Based on this photo, you might think I’m starting the year off with a cliche: a healthy looking grain bowl as an antidote for holiday gluttony. But I’m posting it on behalf of Nachama who asked for help with easy lunch ideas for her microwave-free office. Even though I sent her a few articles on mix-and-match grain bowls (here, here, and here), she asked for more specific instruction.
So, here’s one of the first lunches of 2016. If you’re going to buy pre-washed greens (arugula, baby kale, etc.), find some that are in plastic clamshell boxes rather than bags – in my experience, they tend to last longer. I make a batch of grains to last a few days, and they’re even better if you drizzle them with a little olive oil and lemon juice for . Sometimes I even cut up two days worth of veggies to make salad assembly easy. One thing I left off this bowl was crunch – mostly because I forgot, but on other days, I’ve toasted a bunch of pumpkin seeds to throw on top.
Roasted salmon for one
Adapted from the New York Times’ recipe for salmon roasted in butter. This is a versatile recipe – Mark Bittman suggests making it with butter and dill or parsley, olive oil and thyme, or peanut oil and cilantro or mint. I didn’t have any fresh herbs, so chose to use some mustard seeds to go with a mustard vinaigrette. I adapted the recipe for a single small fillet of wild salmon, but I’ve also made this recipe in a larger skillet for several pieces or one large piece – you may just need an extra minute on each side.
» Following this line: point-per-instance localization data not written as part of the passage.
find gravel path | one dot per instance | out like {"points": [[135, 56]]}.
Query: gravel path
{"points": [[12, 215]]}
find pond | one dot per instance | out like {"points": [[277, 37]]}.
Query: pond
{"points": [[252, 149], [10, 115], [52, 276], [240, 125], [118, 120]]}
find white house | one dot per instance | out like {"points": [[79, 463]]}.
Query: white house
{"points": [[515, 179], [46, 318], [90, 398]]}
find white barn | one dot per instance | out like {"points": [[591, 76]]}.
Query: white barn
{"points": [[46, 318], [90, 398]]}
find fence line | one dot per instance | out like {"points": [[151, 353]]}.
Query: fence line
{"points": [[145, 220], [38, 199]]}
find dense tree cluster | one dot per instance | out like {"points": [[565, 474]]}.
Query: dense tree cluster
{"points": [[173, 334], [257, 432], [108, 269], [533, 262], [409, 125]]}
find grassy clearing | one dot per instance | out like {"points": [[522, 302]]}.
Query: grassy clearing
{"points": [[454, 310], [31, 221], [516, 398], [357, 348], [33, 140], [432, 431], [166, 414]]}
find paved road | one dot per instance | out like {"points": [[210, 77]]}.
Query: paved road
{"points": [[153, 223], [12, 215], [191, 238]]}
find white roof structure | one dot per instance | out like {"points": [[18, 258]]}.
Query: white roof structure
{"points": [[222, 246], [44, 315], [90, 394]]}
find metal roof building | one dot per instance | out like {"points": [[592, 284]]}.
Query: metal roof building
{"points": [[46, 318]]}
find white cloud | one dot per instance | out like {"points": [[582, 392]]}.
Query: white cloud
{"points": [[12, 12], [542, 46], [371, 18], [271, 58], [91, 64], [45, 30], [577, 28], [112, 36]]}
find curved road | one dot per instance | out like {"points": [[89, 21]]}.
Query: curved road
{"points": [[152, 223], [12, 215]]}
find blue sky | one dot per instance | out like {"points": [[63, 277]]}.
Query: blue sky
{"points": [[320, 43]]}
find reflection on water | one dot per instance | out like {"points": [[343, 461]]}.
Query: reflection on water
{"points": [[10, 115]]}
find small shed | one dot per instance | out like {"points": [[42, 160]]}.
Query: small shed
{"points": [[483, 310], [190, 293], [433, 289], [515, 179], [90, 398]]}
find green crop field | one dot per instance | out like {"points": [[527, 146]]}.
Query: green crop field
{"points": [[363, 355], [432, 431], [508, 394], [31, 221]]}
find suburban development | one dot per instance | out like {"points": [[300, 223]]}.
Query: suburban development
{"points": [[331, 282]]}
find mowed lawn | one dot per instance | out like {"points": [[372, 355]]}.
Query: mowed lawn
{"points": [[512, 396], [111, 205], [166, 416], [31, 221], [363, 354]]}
Heat oven to 450ºF. Place 2 teaspoons olive oil and 1/4 teaspoon mustard seeds in a roasting pan or skillet just large enough to fit your salmon and place it in the oven. Heat about 5 minutes, until seeds start to pop. Add a 5- or 6-ounce piece of salmon to the pan, skin side up. Roast 3 minutes. Remove from the oven, then peel the skin off. (If the skin does not lift right off, cook 1 minute longer.) Sprinkle with salt and pepper and turn the fillet over. Sprinkle with salt and pepper again. Roast 2 to 3 minutes more, depending on the thickness of the fillet and the degree of doneness you prefer.
Salmon freekeh grain bowl
There are infinite variations on grain bowls and I typically grab whatever I have in the fridge and pantry. For the first grain bowl of 2016, I topped 2 handfuls of arugula with 1 Persian cucumber (cubed), 3 radishes (thinly sliced), 1/3 cup freekeh (cooked in a pressure cooker), and a fillet of salmon. Then I drizzled the whole thing with a few tablespoons of mustard vinaigrette (1/2 t whole grain dijon mustard, 2 T red wine vinegar, 1/4 C olive oil, salt, and pepper). I work from home these days, but you can keep a jar of the vinaigrette in the fridge at work – it should be enough for about three salads.